Closing arguments made in CPB agent's shooting

James Wonder accused of shooting, killing US Customs and Border Protection agent Donald Petit in 2008

FORT LAUDERDALE, Fla. - Closing arguments were made Thursday in the "Stand Your Ground" hearing for a man who police say shot and killed an off-duty U.S. Customs and Border Protection agent in 2008.

On Thursday, testimony centered on what agent Donald Petit was doing before he was shot and killed by James Wonder, 69, at the post office in Pembroke Pines.
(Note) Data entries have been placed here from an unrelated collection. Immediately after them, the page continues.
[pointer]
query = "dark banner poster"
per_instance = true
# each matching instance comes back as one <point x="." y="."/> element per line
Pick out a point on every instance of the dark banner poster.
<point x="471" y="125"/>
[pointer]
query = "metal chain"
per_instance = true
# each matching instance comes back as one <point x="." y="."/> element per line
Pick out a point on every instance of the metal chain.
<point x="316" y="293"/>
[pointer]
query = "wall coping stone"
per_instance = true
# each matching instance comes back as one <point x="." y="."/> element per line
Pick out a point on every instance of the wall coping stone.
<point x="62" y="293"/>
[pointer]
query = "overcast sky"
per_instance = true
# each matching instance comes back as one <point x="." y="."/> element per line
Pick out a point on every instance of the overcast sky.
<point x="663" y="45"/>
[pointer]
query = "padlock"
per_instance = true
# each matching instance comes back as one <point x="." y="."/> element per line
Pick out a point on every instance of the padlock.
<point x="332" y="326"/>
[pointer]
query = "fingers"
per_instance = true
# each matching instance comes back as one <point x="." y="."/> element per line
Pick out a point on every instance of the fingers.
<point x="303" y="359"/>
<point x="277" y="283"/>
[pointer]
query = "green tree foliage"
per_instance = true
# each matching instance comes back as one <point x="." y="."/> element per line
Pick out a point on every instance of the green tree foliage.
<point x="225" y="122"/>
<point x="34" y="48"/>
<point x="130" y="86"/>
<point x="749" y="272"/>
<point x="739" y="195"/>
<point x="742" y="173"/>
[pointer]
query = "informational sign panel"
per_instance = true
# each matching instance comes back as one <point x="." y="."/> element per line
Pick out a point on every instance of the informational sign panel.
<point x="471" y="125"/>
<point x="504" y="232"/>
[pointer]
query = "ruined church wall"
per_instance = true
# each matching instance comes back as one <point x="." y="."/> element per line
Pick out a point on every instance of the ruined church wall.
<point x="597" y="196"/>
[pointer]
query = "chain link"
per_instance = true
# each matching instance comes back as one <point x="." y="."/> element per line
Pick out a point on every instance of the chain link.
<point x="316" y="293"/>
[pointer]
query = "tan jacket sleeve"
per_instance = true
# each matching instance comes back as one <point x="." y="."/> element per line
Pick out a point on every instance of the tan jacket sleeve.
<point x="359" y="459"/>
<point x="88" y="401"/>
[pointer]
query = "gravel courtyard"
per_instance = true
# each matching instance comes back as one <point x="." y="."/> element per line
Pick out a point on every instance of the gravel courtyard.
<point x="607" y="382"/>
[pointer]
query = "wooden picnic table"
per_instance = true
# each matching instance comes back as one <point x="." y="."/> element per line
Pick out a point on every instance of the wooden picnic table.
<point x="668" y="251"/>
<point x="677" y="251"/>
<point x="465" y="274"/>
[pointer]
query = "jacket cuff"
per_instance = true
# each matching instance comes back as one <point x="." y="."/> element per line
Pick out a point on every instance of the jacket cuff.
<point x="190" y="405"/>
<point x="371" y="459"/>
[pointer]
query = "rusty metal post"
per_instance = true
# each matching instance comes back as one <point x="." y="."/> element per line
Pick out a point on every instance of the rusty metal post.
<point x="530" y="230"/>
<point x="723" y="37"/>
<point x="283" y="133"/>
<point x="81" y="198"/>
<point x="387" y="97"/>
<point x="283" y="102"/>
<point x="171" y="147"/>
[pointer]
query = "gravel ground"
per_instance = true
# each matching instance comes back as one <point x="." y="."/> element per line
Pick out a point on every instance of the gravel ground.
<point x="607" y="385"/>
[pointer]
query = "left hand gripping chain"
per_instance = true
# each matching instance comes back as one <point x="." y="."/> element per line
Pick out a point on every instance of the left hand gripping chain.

According to court testimony, Petit followed Wonder into the parking lot following a road rage incident. After the shooting, Wonder left the post office and was arrested the next day.

Prosecutors focused on whether Petit was charging toward Wonder or running away when he was shot. Prosecutors presented graphic autopsy photos showing the path the bullet took as it grazed the top of Petit's skull toward the back of his head to prove he couldn't have been charging at Wonder as defense attorneys contended.

"The path of the wound through Mr. Pettits head is not consistent with someone running toward an individual or walking toward, even with their head down," said forensic pathologist Barbara Wolf.

But under cross examination, the state's witness conceded that Petit could have turned his head when Wonder pulled the trigger.

"Yes, in my opinion, the position you just demonstrated would be consistent," said Wolf.

During closing arguments, defense attorneys called Pettit the aggressor and said Wonder, a dialysis patient in fragile health, fired his .40 caliber handgun in self-defense.

"He's never been accused of violence in his entire life. Ever. He's 69 years old. The only motive Mr. Wonder had to pull out his weapon was to protect himself," said defense attorney Frank Maister.

But prosecutors told the judge that Wonder overreacted when Pettit got out of his car and said Wonder was despondent over his failing health.

"Not saying Mr. Petit was acting correctly, I'm not saying he shouldn't have been yelling at Mr. Wonder, but I'm saying he didn't deserve to get shot over it," said prosecutor Michelle Boutros.

The judge is expected to rule on whether the case falls under Florida's "Stand Your Ground" law at the end of the month. If he rules it doesn't fall under the law, Wonder will face a trial.

Wonder is charged with manslaughter, which carries a maximum sentence of 15 years in prison.